Wait, if violence is not involved it means there are at least 100 idiots who actually bought that "tickets"?
While I did find the story humorous, there are so many questions this story raises, such as . . .
That's what gets me, and how am I suppose to get the ticket to heaven, when I die, as I very well may be naked, when I get to heaven?
And if I gave the man a C note for the ticket, would he give me back a penny in change?
Why KFC? Why not McDonald's or some other hamburger franchise?
Does that mean that Christ has started eating healthier?
How did he know it was Christ who gave him the tickets? Well, I guess that one is answerable, but . . .?
If Christ came up to me on the street in the city, where I live, would I know it was Jesus?
How can you set up someone who is all-knowing, wouldn't He know that you were wearing a wire?
And aliens from outer space are now called Stevie?
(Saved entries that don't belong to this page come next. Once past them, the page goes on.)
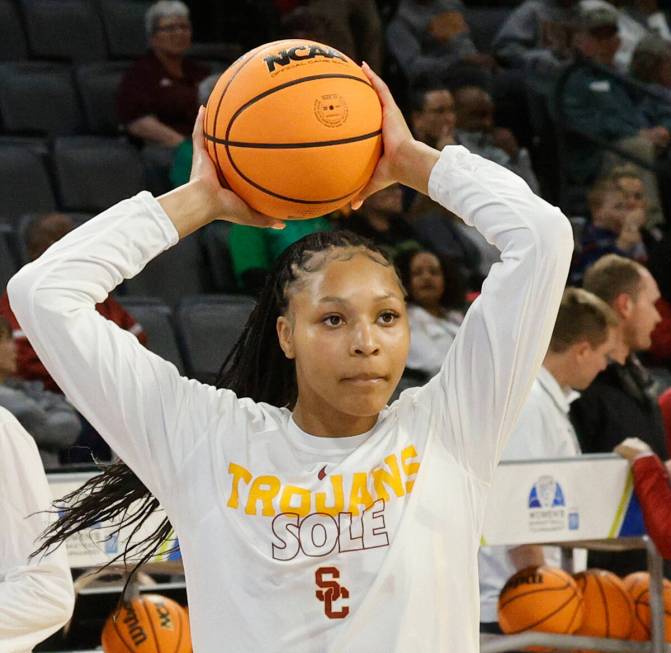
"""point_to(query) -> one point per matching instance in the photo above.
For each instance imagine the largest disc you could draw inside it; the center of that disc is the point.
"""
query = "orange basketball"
(609, 610)
(637, 585)
(148, 624)
(294, 127)
(540, 598)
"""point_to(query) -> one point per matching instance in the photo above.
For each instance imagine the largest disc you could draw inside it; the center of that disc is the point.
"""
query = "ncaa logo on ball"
(331, 110)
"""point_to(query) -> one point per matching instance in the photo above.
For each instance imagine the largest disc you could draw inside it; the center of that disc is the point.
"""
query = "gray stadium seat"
(25, 184)
(175, 274)
(13, 46)
(208, 327)
(39, 97)
(156, 320)
(98, 85)
(7, 263)
(123, 22)
(64, 29)
(93, 172)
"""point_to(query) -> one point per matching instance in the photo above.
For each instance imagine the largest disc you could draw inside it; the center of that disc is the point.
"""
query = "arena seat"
(25, 184)
(94, 172)
(67, 30)
(176, 273)
(39, 97)
(98, 84)
(123, 22)
(13, 44)
(157, 321)
(208, 327)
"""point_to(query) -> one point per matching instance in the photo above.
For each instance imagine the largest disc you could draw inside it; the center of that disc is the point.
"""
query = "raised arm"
(36, 596)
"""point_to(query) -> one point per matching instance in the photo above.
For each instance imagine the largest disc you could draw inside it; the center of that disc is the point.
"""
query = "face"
(642, 315)
(633, 192)
(172, 36)
(437, 119)
(475, 111)
(590, 361)
(427, 283)
(347, 331)
(7, 356)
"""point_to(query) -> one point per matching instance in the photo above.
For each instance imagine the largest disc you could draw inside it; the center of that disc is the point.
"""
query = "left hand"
(631, 448)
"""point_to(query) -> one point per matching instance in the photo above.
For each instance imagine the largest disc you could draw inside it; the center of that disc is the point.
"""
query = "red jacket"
(29, 365)
(653, 488)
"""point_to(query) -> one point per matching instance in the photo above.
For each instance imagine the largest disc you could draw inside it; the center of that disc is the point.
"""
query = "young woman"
(311, 516)
(436, 298)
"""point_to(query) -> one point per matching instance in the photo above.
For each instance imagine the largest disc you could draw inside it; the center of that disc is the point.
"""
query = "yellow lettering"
(263, 489)
(239, 473)
(393, 479)
(290, 491)
(409, 467)
(359, 496)
(338, 497)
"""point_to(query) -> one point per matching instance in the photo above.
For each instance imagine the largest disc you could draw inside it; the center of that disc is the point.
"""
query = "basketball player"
(36, 595)
(311, 516)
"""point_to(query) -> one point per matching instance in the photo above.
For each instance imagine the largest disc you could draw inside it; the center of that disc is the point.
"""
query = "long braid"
(256, 367)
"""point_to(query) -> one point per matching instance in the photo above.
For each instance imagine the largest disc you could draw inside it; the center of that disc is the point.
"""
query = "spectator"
(536, 36)
(157, 98)
(614, 228)
(436, 299)
(380, 220)
(583, 340)
(475, 129)
(433, 121)
(47, 416)
(427, 37)
(598, 105)
(36, 594)
(43, 232)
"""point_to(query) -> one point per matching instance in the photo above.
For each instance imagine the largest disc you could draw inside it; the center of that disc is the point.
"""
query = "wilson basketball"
(540, 598)
(608, 609)
(637, 585)
(294, 128)
(149, 623)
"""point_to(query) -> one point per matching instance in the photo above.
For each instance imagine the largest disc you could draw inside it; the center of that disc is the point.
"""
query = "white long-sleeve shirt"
(36, 596)
(303, 543)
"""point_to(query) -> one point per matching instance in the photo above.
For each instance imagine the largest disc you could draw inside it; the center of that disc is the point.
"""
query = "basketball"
(540, 598)
(151, 623)
(294, 128)
(608, 609)
(637, 585)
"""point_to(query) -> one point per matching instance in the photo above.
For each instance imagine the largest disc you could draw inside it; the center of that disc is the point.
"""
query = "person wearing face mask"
(475, 130)
(436, 300)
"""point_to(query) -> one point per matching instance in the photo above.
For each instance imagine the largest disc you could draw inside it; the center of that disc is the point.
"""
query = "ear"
(285, 335)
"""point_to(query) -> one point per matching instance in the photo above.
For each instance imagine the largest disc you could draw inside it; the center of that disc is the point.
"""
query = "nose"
(363, 340)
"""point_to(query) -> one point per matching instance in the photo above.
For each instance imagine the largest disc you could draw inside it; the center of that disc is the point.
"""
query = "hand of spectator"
(658, 136)
(505, 140)
(631, 448)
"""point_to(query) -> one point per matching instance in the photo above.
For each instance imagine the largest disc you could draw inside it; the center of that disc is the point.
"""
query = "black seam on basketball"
(121, 637)
(540, 589)
(292, 146)
(546, 617)
(151, 624)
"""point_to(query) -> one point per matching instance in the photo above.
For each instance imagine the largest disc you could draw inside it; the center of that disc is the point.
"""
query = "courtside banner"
(585, 498)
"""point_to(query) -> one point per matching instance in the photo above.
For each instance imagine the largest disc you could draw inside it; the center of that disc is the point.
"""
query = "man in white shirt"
(583, 340)
(36, 595)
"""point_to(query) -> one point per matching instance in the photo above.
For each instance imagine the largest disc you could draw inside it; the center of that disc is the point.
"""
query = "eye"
(388, 317)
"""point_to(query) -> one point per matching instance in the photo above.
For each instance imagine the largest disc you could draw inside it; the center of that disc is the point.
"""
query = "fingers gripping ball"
(638, 585)
(294, 128)
(545, 599)
(147, 624)
(609, 609)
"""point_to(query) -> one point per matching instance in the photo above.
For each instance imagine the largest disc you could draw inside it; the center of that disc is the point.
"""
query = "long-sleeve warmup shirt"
(299, 543)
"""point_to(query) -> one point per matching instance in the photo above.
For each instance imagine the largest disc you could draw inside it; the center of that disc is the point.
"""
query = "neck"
(330, 423)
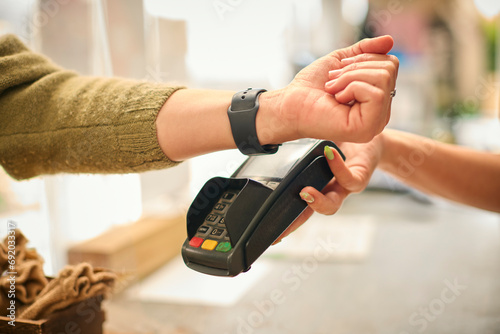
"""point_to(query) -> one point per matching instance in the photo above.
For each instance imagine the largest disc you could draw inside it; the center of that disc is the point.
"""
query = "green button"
(223, 247)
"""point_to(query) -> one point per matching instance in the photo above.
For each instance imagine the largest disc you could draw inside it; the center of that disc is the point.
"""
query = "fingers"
(378, 70)
(379, 45)
(376, 77)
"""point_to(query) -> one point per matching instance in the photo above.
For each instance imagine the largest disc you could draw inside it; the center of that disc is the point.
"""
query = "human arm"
(54, 120)
(304, 108)
(453, 172)
(456, 173)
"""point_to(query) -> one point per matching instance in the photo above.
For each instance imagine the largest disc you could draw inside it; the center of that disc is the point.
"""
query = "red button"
(195, 242)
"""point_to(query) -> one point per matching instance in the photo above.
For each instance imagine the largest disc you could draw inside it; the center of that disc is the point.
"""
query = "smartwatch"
(242, 114)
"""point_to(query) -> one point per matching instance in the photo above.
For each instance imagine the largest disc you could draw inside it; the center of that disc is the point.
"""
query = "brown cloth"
(73, 284)
(35, 296)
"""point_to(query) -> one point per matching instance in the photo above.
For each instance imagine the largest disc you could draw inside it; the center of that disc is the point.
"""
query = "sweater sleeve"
(56, 121)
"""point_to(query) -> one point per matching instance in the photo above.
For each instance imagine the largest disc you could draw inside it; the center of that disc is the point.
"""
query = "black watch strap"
(242, 114)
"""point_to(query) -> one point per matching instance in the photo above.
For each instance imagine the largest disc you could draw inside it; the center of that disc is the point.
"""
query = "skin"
(350, 110)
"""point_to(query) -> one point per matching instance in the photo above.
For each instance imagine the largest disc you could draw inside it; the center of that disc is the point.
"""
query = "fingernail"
(330, 83)
(347, 61)
(329, 153)
(306, 197)
(335, 74)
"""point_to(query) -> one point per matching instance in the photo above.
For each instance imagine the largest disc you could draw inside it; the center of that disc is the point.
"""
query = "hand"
(354, 107)
(350, 176)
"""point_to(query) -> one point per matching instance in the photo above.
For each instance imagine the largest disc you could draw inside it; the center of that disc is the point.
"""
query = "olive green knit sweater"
(56, 121)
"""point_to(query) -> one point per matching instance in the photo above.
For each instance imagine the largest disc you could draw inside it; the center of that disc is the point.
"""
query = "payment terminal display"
(232, 221)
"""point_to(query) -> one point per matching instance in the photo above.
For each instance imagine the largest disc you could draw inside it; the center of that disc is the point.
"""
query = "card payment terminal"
(232, 221)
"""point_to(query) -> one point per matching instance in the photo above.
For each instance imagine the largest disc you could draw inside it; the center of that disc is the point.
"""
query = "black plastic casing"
(258, 215)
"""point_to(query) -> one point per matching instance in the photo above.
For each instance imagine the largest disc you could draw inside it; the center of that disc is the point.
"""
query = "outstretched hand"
(343, 96)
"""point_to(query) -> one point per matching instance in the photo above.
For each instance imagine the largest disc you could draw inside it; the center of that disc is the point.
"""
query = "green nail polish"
(306, 197)
(329, 153)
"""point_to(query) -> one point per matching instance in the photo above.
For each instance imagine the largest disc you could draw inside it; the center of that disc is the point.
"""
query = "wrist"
(271, 126)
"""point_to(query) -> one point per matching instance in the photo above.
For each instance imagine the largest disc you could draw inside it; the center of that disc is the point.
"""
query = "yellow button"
(209, 244)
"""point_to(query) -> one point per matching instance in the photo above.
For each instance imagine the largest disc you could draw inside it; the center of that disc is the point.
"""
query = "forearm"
(456, 173)
(194, 122)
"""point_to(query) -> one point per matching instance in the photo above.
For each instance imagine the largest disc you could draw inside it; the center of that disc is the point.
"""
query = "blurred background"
(448, 89)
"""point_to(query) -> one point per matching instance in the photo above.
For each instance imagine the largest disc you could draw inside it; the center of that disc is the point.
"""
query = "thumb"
(378, 45)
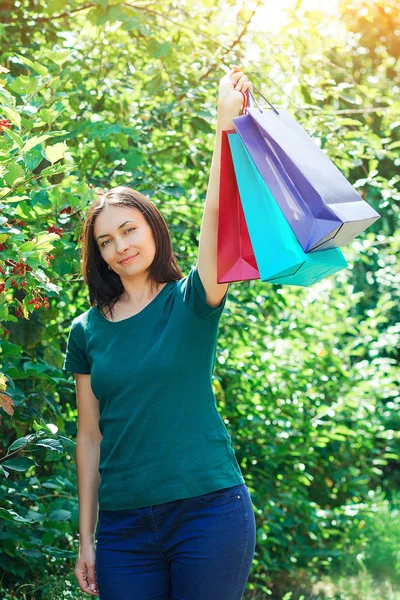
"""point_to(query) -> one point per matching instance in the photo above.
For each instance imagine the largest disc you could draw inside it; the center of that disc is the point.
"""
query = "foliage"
(306, 379)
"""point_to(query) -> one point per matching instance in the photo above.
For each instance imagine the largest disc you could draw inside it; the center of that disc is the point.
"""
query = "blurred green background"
(104, 93)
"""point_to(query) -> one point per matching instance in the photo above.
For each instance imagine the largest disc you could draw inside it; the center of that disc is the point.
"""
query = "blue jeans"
(198, 548)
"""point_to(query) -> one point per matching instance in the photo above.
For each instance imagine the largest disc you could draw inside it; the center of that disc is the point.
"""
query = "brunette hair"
(105, 286)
But . . .?! After the laughs come the tears. I can't help but feel sorry for the people selling the tickets, the people buying the tickets, for how can anybody that stupid manage to survive in the everyday world? And . . . yes . . . I especially feel sorry for the baby alligator. Though, I imagine he is now going to a better home someplace in Florida. Maybe Walt Disney Word, where they have pulled alligators, some of good size, out of the resort pools and out of the waters that are accessible to the guests, and taken them, the alligators, not the guests, to areas of the World that are inaccessible to the public.
Even, if the story is false, as it appears to be, it is one heck of a story. Though, it does give me some hope for Floridians, excluding journalists. Maybe they are not as dumb as they appear to be. Till the next true story from Florida.